Winter is in full swing here in North Germany. On Friday night, the temperatures dropped to minus 9° Celsius, Saturday night we got heavy snowfalls, so heavy that the two little girls who live in the house across the road promptly used the chance to build a snowman with their Dad. But then the weather changed abruptly in the course of Sunday. By afternoon, the snowman was gone. Temperatures dropped again today and now the snow is back again as well. Photographic evidence may be found behind the cut.
And we’re supposed to get more snow in the next few days. I’m not quite sure how to feel about this, since I have several longer outings planned for the next few days and snow makes going out without absolute necessity problematic.
In other news, I’ve wasted way too much time lately trying to find replacement bulbs for my parents’ aging Christmas lights. As a side-effect I now know way more about Christmas lights and manufacturers of Christmas lights than I ever wanted to know. The problem is that my Dad brought the Christmas light set back from the US in 1978, so German replacement bulbs won’t fit.
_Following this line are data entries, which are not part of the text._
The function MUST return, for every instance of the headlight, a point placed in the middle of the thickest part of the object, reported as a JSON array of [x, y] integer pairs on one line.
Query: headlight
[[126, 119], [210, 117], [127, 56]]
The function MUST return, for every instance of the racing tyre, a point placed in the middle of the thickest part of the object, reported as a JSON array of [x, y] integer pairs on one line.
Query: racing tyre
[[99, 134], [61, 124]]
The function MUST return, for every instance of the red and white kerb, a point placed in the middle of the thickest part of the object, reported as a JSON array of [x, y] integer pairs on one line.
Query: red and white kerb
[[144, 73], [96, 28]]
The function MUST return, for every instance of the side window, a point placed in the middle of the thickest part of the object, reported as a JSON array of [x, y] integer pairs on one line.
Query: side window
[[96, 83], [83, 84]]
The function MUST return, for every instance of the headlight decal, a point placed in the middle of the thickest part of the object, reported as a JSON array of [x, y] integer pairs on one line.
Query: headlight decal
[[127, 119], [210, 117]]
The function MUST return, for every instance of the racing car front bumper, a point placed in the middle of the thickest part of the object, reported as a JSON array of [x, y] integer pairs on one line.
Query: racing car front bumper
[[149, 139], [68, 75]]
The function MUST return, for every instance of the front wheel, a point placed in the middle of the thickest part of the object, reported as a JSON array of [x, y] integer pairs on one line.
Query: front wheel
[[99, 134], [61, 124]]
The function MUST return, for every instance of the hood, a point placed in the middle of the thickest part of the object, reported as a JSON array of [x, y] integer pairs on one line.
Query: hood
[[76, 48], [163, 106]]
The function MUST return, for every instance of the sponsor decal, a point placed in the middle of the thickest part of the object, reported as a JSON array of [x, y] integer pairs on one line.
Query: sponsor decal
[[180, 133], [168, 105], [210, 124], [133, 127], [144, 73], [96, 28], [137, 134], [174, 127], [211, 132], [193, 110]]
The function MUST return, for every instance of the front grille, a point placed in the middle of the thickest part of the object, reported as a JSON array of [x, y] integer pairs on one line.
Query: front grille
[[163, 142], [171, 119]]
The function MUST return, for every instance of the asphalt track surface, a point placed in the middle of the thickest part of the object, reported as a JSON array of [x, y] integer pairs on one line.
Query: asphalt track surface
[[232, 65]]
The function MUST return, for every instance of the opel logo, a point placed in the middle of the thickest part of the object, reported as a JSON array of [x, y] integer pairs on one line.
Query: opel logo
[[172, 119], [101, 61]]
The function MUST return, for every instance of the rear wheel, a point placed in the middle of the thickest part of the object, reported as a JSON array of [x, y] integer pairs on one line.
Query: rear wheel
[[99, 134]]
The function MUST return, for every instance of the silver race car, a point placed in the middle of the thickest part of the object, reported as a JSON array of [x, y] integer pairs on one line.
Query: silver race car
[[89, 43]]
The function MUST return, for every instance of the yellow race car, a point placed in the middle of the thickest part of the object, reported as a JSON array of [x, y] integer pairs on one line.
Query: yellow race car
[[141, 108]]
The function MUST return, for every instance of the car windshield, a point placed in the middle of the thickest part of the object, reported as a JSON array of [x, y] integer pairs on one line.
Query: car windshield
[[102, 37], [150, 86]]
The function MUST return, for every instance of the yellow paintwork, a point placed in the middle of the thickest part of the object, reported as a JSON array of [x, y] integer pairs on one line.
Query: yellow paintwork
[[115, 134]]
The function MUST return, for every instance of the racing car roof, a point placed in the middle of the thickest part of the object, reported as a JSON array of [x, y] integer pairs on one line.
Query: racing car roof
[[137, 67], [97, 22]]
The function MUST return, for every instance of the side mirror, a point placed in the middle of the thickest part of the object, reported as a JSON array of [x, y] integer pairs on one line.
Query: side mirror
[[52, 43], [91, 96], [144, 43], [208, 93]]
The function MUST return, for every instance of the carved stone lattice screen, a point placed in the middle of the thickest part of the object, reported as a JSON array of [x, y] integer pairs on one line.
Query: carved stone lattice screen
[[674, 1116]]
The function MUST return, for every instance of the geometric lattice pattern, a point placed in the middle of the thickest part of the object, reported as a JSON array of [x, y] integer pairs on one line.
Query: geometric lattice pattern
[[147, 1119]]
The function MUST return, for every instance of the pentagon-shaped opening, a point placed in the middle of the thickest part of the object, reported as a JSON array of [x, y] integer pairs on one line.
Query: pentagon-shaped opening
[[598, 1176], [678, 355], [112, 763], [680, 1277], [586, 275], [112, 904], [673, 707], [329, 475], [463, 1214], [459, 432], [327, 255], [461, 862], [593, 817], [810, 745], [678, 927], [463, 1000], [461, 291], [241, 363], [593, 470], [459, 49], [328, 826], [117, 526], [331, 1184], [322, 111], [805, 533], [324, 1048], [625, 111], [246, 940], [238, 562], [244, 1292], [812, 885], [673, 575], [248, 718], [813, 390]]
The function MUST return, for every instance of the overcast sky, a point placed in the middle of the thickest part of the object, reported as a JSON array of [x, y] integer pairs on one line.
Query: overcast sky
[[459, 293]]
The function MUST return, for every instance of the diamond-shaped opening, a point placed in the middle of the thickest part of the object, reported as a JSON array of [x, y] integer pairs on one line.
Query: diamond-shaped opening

And American online stores either don’t do replacement bulbs or don’t ship to Germany or it’s impossible to figure out whether the bulbs will fit my parents’ set. Contacting customer service doesn’t help either. If they bother to answer at all, the answer is usually, “We did not manufacture this set and we don’t know if our bulbs will fit.”
If it were up to me, I’d simply give up and buy some of those nice and energy-saving LED light strings that are available now. But unfortunately, my parents insist on using the old lights, because “they’re still good.” Well, they are. Except for the fact that the bulbs are gradually burning out and we don’t have replacements.
And now for some links:
First of all, Irish German writer Ian Watson, the closest thing I have to a literary mentor, will be reading from KurzpassSpiel – Ich stehe zu meinem Sitzplatz, a collection of poetry and short prose pieces about football and particularly Werder Bremen, in the Stadtbibliothek Bremen, Am Wall, on Thursday, December 13, 2012, at seven PM.
Over at the Pegasus Pulp blog, I talk about spotting e-readers in the wild (well, sort of) at the local mall.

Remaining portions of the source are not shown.